Se un lato è (quasi) integralmente occupato dal Tribunale, bianco scatolone di pregio, ornato dalla fontana - da trent'anni in secca - di Quinto Ghermandi, l'altra parte è dominata dal retro di San Mercuriale, rimaneggiato in maniera cospicua poco prima dell'ultima guerra e danneggiato dal conflitto stesso. L'isolato sconvolto dal Palazzo di Giustizia ha almeno trovato, per così dire, un dialogo con il porticato (anche questo più recente di quanto non si pensi) più esterno del chiostro di San Mercuriale, aperto dal 1940.

Pare una grave perdita, invece, l'abbattimento dell'elegante loggiato che costeggiava il lato opposto a quello del tribunale. Così, se si ha tra le mani una cartolina della piazza XX Settembre di cent'anni fa, l'osservatore fa davvero fatica a orientarsi. In quel luogo, denonimato popolarmente Pavaglione si svolgeva un importante mercato dei bozzoli da seta ma parte di esso fu smantellato già ottant'anni or sono per consentire il passaggio tra piazza Saffi e il Tribunale, aprendo, tra l'altro, il chiostro di San Mercuriale.

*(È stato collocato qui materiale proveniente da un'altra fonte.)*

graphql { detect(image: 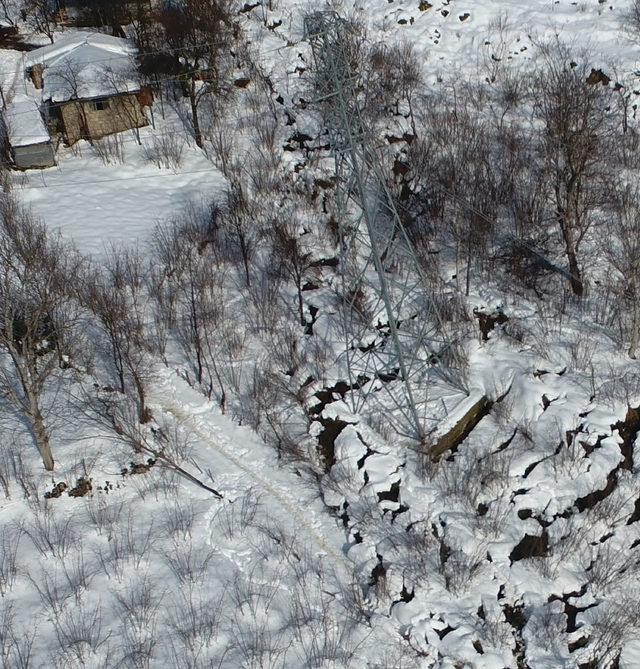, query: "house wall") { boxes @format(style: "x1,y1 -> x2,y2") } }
60,93 -> 148,144
11,142 -> 56,170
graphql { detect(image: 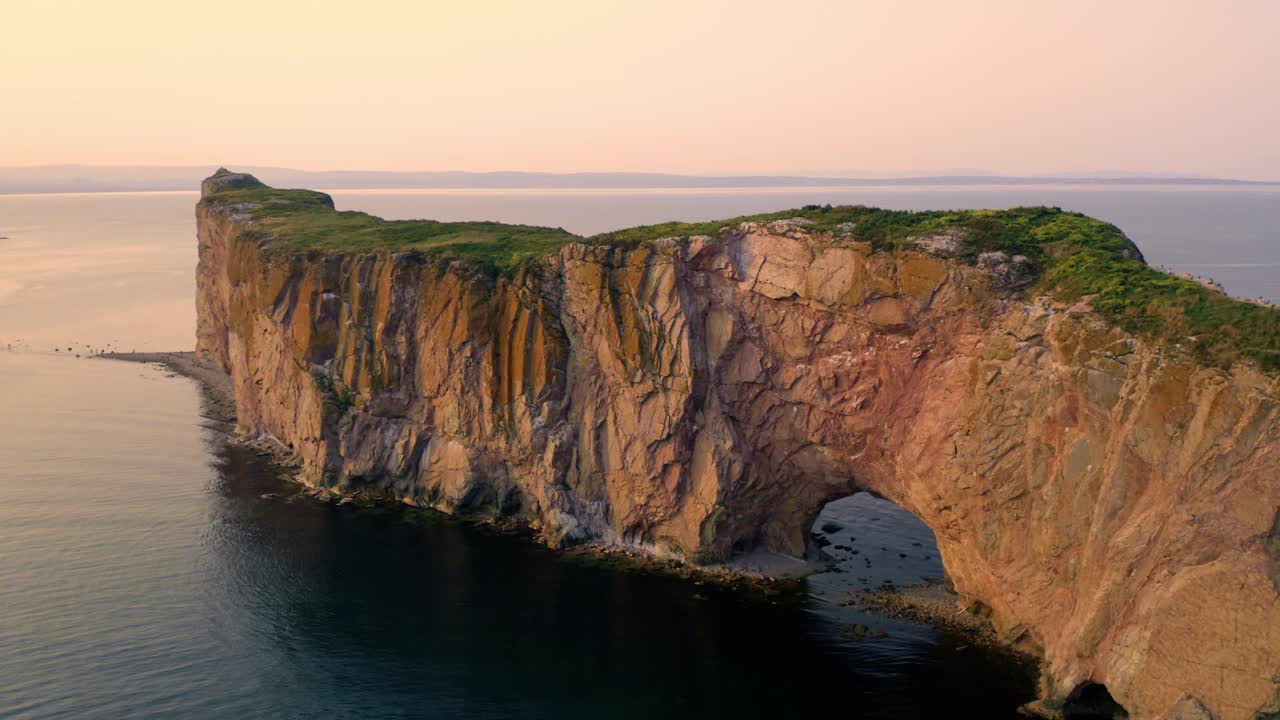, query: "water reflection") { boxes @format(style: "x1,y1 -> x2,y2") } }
207,417 -> 1030,719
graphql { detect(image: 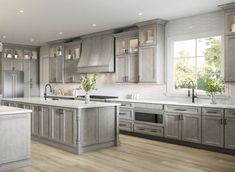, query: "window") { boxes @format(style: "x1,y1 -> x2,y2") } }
171,36 -> 221,94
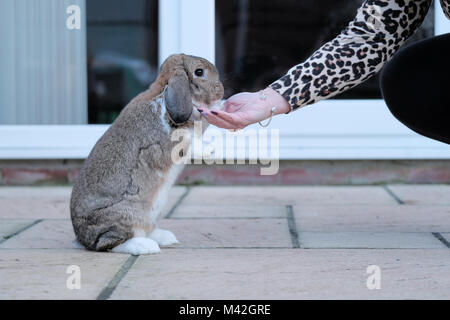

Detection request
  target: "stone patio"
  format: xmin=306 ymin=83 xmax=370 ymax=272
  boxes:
xmin=0 ymin=185 xmax=450 ymax=299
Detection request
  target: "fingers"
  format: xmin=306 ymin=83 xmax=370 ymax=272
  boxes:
xmin=199 ymin=109 xmax=245 ymax=129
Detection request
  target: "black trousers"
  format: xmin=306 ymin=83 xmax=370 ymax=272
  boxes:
xmin=380 ymin=33 xmax=450 ymax=144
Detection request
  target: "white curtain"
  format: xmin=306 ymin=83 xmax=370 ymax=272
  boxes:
xmin=0 ymin=0 xmax=87 ymax=125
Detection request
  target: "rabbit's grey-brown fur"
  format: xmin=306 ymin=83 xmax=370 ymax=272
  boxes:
xmin=70 ymin=55 xmax=223 ymax=251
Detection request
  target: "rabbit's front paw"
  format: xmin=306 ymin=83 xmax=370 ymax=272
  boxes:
xmin=149 ymin=228 xmax=180 ymax=246
xmin=111 ymin=237 xmax=161 ymax=256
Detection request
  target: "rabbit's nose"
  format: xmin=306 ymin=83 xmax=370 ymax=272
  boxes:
xmin=214 ymin=83 xmax=223 ymax=95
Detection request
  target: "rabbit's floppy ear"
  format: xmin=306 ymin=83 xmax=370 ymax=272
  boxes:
xmin=164 ymin=70 xmax=193 ymax=124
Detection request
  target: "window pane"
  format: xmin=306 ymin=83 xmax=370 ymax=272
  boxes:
xmin=216 ymin=0 xmax=434 ymax=99
xmin=86 ymin=0 xmax=158 ymax=123
xmin=0 ymin=0 xmax=87 ymax=124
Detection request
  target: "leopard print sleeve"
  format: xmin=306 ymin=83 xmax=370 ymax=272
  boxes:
xmin=441 ymin=0 xmax=450 ymax=19
xmin=270 ymin=0 xmax=434 ymax=110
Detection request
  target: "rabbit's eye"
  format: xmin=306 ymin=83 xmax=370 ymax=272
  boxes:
xmin=194 ymin=69 xmax=203 ymax=77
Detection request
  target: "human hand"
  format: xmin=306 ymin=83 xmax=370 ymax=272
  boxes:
xmin=198 ymin=88 xmax=290 ymax=129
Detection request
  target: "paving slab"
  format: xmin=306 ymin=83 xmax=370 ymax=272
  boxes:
xmin=389 ymin=185 xmax=450 ymax=205
xmin=0 ymin=219 xmax=291 ymax=249
xmin=441 ymin=232 xmax=450 ymax=248
xmin=161 ymin=186 xmax=187 ymax=217
xmin=183 ymin=186 xmax=396 ymax=206
xmin=159 ymin=219 xmax=291 ymax=248
xmin=0 ymin=186 xmax=186 ymax=219
xmin=0 ymin=187 xmax=72 ymax=219
xmin=0 ymin=249 xmax=128 ymax=300
xmin=0 ymin=219 xmax=75 ymax=250
xmin=170 ymin=204 xmax=286 ymax=219
xmin=299 ymin=232 xmax=445 ymax=249
xmin=111 ymin=249 xmax=450 ymax=300
xmin=0 ymin=219 xmax=35 ymax=242
xmin=293 ymin=205 xmax=450 ymax=232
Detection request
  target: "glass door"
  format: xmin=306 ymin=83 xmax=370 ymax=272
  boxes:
xmin=0 ymin=0 xmax=450 ymax=159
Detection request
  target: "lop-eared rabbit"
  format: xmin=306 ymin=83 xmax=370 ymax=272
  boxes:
xmin=70 ymin=54 xmax=224 ymax=255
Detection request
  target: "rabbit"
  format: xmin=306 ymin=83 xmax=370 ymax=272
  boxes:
xmin=70 ymin=54 xmax=224 ymax=255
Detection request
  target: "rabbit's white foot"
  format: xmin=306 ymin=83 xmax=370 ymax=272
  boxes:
xmin=149 ymin=228 xmax=180 ymax=246
xmin=111 ymin=237 xmax=161 ymax=256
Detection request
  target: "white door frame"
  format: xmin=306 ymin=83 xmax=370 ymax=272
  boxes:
xmin=0 ymin=0 xmax=450 ymax=159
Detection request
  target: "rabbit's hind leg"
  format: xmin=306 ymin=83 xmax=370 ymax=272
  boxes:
xmin=149 ymin=228 xmax=180 ymax=246
xmin=111 ymin=237 xmax=161 ymax=256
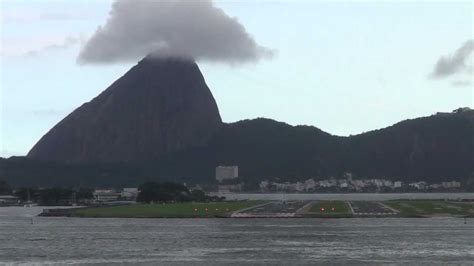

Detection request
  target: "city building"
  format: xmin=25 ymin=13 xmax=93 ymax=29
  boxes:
xmin=120 ymin=187 xmax=140 ymax=200
xmin=393 ymin=181 xmax=402 ymax=188
xmin=216 ymin=165 xmax=239 ymax=182
xmin=441 ymin=181 xmax=461 ymax=188
xmin=217 ymin=184 xmax=242 ymax=192
xmin=0 ymin=195 xmax=19 ymax=206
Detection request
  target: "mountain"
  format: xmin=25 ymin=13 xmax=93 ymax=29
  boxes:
xmin=28 ymin=57 xmax=222 ymax=163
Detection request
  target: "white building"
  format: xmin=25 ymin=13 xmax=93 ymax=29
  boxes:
xmin=441 ymin=181 xmax=461 ymax=188
xmin=304 ymin=178 xmax=318 ymax=191
xmin=216 ymin=165 xmax=239 ymax=182
xmin=93 ymin=189 xmax=121 ymax=202
xmin=295 ymin=182 xmax=304 ymax=192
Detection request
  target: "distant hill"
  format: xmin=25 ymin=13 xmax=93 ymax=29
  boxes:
xmin=0 ymin=110 xmax=474 ymax=186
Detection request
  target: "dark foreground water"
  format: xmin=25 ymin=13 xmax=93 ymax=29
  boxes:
xmin=0 ymin=207 xmax=474 ymax=265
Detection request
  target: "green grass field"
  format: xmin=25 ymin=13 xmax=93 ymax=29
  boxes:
xmin=385 ymin=200 xmax=474 ymax=217
xmin=305 ymin=200 xmax=352 ymax=218
xmin=74 ymin=201 xmax=263 ymax=218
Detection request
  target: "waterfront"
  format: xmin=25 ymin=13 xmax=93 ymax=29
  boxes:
xmin=0 ymin=207 xmax=474 ymax=265
xmin=211 ymin=192 xmax=474 ymax=201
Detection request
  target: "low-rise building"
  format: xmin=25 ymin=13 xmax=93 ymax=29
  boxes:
xmin=120 ymin=187 xmax=140 ymax=200
xmin=0 ymin=195 xmax=19 ymax=206
xmin=393 ymin=181 xmax=403 ymax=188
xmin=441 ymin=181 xmax=461 ymax=188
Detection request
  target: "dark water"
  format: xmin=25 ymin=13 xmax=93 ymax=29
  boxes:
xmin=0 ymin=207 xmax=474 ymax=265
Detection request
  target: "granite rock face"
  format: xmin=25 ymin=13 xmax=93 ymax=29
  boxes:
xmin=28 ymin=57 xmax=222 ymax=162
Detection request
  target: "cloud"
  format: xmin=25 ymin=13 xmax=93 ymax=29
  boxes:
xmin=431 ymin=40 xmax=474 ymax=78
xmin=23 ymin=35 xmax=85 ymax=57
xmin=78 ymin=0 xmax=273 ymax=64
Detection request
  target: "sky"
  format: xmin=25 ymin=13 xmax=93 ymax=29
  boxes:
xmin=0 ymin=0 xmax=474 ymax=157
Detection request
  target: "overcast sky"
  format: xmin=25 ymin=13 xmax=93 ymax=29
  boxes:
xmin=0 ymin=0 xmax=474 ymax=156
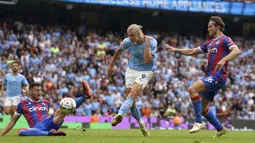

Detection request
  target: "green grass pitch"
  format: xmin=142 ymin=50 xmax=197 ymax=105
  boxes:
xmin=0 ymin=129 xmax=255 ymax=143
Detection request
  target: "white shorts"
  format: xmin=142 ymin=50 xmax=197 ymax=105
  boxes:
xmin=4 ymin=96 xmax=21 ymax=106
xmin=125 ymin=68 xmax=154 ymax=89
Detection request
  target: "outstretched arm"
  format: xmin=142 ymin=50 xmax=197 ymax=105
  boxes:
xmin=143 ymin=36 xmax=153 ymax=64
xmin=163 ymin=44 xmax=203 ymax=56
xmin=215 ymin=45 xmax=241 ymax=71
xmin=107 ymin=48 xmax=122 ymax=76
xmin=0 ymin=114 xmax=20 ymax=136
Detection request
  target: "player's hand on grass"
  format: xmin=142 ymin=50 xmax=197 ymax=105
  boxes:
xmin=145 ymin=36 xmax=150 ymax=45
xmin=106 ymin=65 xmax=113 ymax=76
xmin=215 ymin=60 xmax=226 ymax=71
xmin=163 ymin=44 xmax=175 ymax=52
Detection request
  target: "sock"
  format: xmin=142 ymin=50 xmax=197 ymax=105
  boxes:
xmin=191 ymin=95 xmax=202 ymax=123
xmin=119 ymin=97 xmax=134 ymax=115
xmin=130 ymin=106 xmax=141 ymax=123
xmin=74 ymin=96 xmax=86 ymax=108
xmin=202 ymin=108 xmax=223 ymax=131
xmin=18 ymin=128 xmax=51 ymax=136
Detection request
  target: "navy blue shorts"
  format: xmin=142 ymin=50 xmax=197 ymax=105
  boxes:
xmin=199 ymin=76 xmax=226 ymax=102
xmin=33 ymin=115 xmax=63 ymax=131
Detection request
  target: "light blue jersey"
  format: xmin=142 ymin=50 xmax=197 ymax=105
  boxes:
xmin=3 ymin=73 xmax=28 ymax=97
xmin=120 ymin=37 xmax=158 ymax=71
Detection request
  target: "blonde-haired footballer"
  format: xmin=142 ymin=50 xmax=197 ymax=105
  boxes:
xmin=107 ymin=24 xmax=157 ymax=136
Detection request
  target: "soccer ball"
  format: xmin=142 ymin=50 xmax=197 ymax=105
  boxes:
xmin=60 ymin=98 xmax=76 ymax=114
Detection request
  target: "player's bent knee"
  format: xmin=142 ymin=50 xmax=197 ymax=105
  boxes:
xmin=128 ymin=89 xmax=139 ymax=98
xmin=4 ymin=107 xmax=11 ymax=114
xmin=188 ymin=87 xmax=196 ymax=94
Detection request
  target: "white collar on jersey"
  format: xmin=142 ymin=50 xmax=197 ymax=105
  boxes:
xmin=28 ymin=98 xmax=41 ymax=103
xmin=213 ymin=33 xmax=224 ymax=41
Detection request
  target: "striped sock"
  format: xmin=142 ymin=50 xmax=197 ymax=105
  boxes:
xmin=202 ymin=108 xmax=223 ymax=131
xmin=191 ymin=95 xmax=202 ymax=123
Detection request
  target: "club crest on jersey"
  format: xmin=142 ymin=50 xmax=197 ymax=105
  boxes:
xmin=205 ymin=76 xmax=213 ymax=83
xmin=28 ymin=106 xmax=48 ymax=112
xmin=138 ymin=48 xmax=144 ymax=54
xmin=208 ymin=47 xmax=218 ymax=53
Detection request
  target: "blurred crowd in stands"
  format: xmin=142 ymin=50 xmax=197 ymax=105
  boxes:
xmin=0 ymin=21 xmax=255 ymax=120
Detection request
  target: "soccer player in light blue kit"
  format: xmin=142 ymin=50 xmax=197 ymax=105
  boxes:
xmin=107 ymin=24 xmax=157 ymax=136
xmin=1 ymin=61 xmax=28 ymax=116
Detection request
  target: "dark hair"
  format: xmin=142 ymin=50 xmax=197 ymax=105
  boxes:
xmin=210 ymin=16 xmax=225 ymax=32
xmin=29 ymin=82 xmax=41 ymax=90
xmin=11 ymin=61 xmax=19 ymax=66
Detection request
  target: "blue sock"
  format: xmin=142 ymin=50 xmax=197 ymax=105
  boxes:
xmin=18 ymin=128 xmax=50 ymax=136
xmin=191 ymin=95 xmax=202 ymax=123
xmin=74 ymin=96 xmax=86 ymax=108
xmin=130 ymin=106 xmax=141 ymax=122
xmin=203 ymin=108 xmax=223 ymax=131
xmin=119 ymin=97 xmax=134 ymax=115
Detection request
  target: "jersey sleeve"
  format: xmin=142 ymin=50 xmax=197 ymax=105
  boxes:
xmin=150 ymin=38 xmax=158 ymax=55
xmin=198 ymin=41 xmax=209 ymax=53
xmin=224 ymin=36 xmax=236 ymax=50
xmin=21 ymin=77 xmax=28 ymax=85
xmin=3 ymin=75 xmax=7 ymax=86
xmin=120 ymin=38 xmax=131 ymax=50
xmin=15 ymin=102 xmax=23 ymax=116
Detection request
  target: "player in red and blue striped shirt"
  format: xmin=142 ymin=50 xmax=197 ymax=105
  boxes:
xmin=0 ymin=81 xmax=92 ymax=136
xmin=164 ymin=16 xmax=240 ymax=138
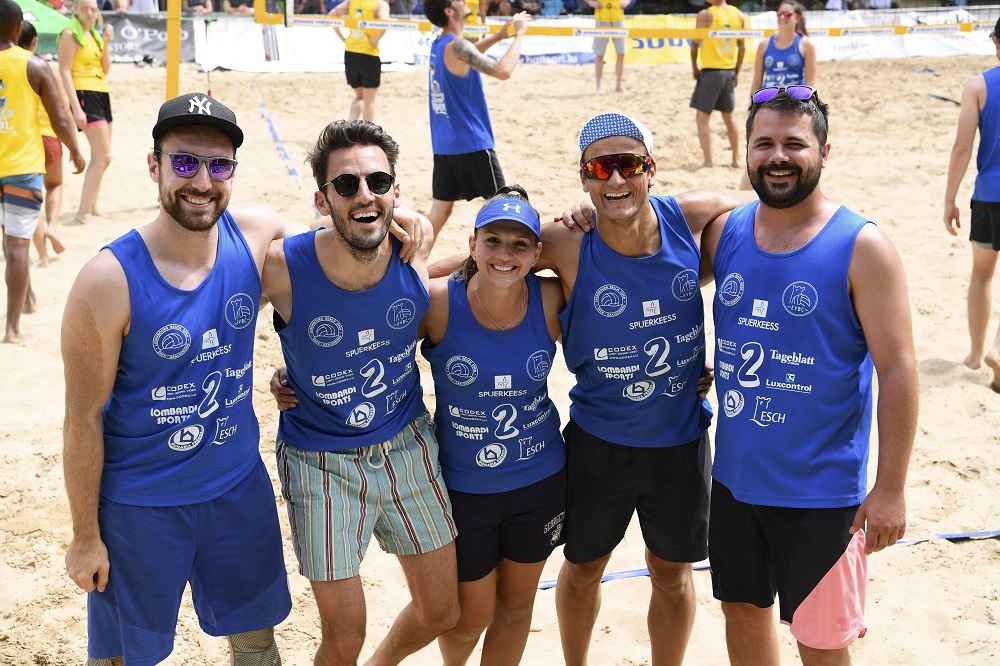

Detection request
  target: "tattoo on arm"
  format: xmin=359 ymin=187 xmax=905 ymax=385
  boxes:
xmin=454 ymin=39 xmax=497 ymax=75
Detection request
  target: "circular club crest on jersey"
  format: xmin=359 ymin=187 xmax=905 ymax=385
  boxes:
xmin=594 ymin=284 xmax=628 ymax=317
xmin=476 ymin=442 xmax=507 ymax=467
xmin=781 ymin=281 xmax=819 ymax=317
xmin=525 ymin=349 xmax=552 ymax=382
xmin=309 ymin=315 xmax=344 ymax=347
xmin=444 ymin=356 xmax=479 ymax=386
xmin=718 ymin=273 xmax=743 ymax=305
xmin=622 ymin=379 xmax=656 ymax=402
xmin=153 ymin=324 xmax=191 ymax=360
xmin=167 ymin=423 xmax=205 ymax=451
xmin=670 ymin=268 xmax=698 ymax=301
xmin=722 ymin=389 xmax=743 ymax=418
xmin=347 ymin=402 xmax=375 ymax=428
xmin=385 ymin=298 xmax=417 ymax=330
xmin=226 ymin=293 xmax=257 ymax=328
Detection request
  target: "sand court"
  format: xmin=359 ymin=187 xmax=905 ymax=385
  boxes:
xmin=0 ymin=56 xmax=1000 ymax=666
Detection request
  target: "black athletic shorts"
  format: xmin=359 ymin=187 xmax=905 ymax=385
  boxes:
xmin=448 ymin=467 xmax=566 ymax=583
xmin=708 ymin=481 xmax=858 ymax=624
xmin=431 ymin=148 xmax=504 ymax=201
xmin=344 ymin=51 xmax=382 ymax=88
xmin=563 ymin=420 xmax=712 ymax=564
xmin=969 ymin=199 xmax=1000 ymax=251
xmin=690 ymin=69 xmax=736 ymax=113
xmin=76 ymin=90 xmax=112 ymax=126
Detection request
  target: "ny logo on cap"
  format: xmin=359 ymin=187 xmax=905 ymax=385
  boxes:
xmin=188 ymin=97 xmax=212 ymax=116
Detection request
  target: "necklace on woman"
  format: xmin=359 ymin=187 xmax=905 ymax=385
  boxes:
xmin=476 ymin=275 xmax=528 ymax=331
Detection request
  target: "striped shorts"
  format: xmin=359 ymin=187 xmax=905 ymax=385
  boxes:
xmin=276 ymin=411 xmax=457 ymax=581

Una delle ipotesi che per fortuna non prevalse chiedeva addirittura di abbattere tutto, chiostro monastico compreso, per allargare ancor di più la piazza e isolare così l'Abbazia di San Mercuriale. Il chiostro, nonostante le mutilazioni, c'è tuttora. Il Pavaglione in corrispondenza di esso, no. Ne sopravvisse una parte fino a tempi recenti, poi cadde vittima del modernismo architettonico dettato da una città che si vedeva dinamica, in crescita, al passo coi tempi, appunto. Come si vede dall'immagine, il gusto personale di chi scrive pensa che sarebbe stato meglio salvare il salvabile, conservare il conservabile. Ma fu preferito altrimenti. L'immagine si riferisce all'angolo con via Allegretti, l'ultima parte superstite dell'elegante passeggiata all'ombra di archi omogenei ed equilibrati. 

Nella parte verso via Allegretti (già delle Stallacce) del loggiato, infatti, si slanciava il Palazzo delle Regie Poste (che poi sarà trasferito in piazza Saffi). Costruito tra il 1906 e il 1910 su progetto di Olindo Umiltà, sarà inaugurato nomen omen in tutta umiltà: senza cerimonie ufficiali. Dal 1909 divenne, appunto, sede degli uffici postali che prima (come dopo) erano in piazza Saffi, in un palazzo ora scomparso tra la Camera di Commercio e San Mercuriale. Così, un continuo ed elegante porticato si susseguiva lungo via Allegretti e piazza XX Settembre, omogeneo, interessante nella sua signorilità neoclassica. Nulla d'innovativo o particolarmente originale (anzi, sembrava nato già vecchio), ma il complesso Palazzo e Pavaglione rappresentavano uno scorcio che la Forlì del dopoguerra non ha saputo rendere altrettanto bene. Considerato maestoso e grazioso fino a tutti gli anni Venti, l'edificio fu ben presto ritenuto insufficiente, cosa che portò all'inagurazione, nel 1932, dell'attuale Palazzo delle Poste di Bazzani. Quindi, il palazzo abbandonato fu sede della Casa della Madre e del Bambino di Forlì, inaugurata da donna Rachele, per ospitare l'Onmi: Opera Nazionale Maternità e Infanzia.

Di questa pregevole struttura, una cornice bianca, come si vede dalle cartoline dell'epoca, ora non rimane nulla. Occorre ricordare che il completamento della rimozione avvenne negli anni Sessanta. Nonostante che un recupero sarebbe stato - a quanto pare - possibile, si preferì un palazzo contemporaneo con un più freddo e arioso chiostro squadrato di cemento armato. Destinato alla Banca Nazionale dell'Agricoltura, ancora oggi ospita un istituto di credito e uffici. Le voci del Pavaglione, invece, non saranno mai più restituite ai forlivesi. E pensare che sotto quegli archi si svolgeva uno dei più rilevanti mercati della regione di bachi e bozzoli destinati alla produzione della seta.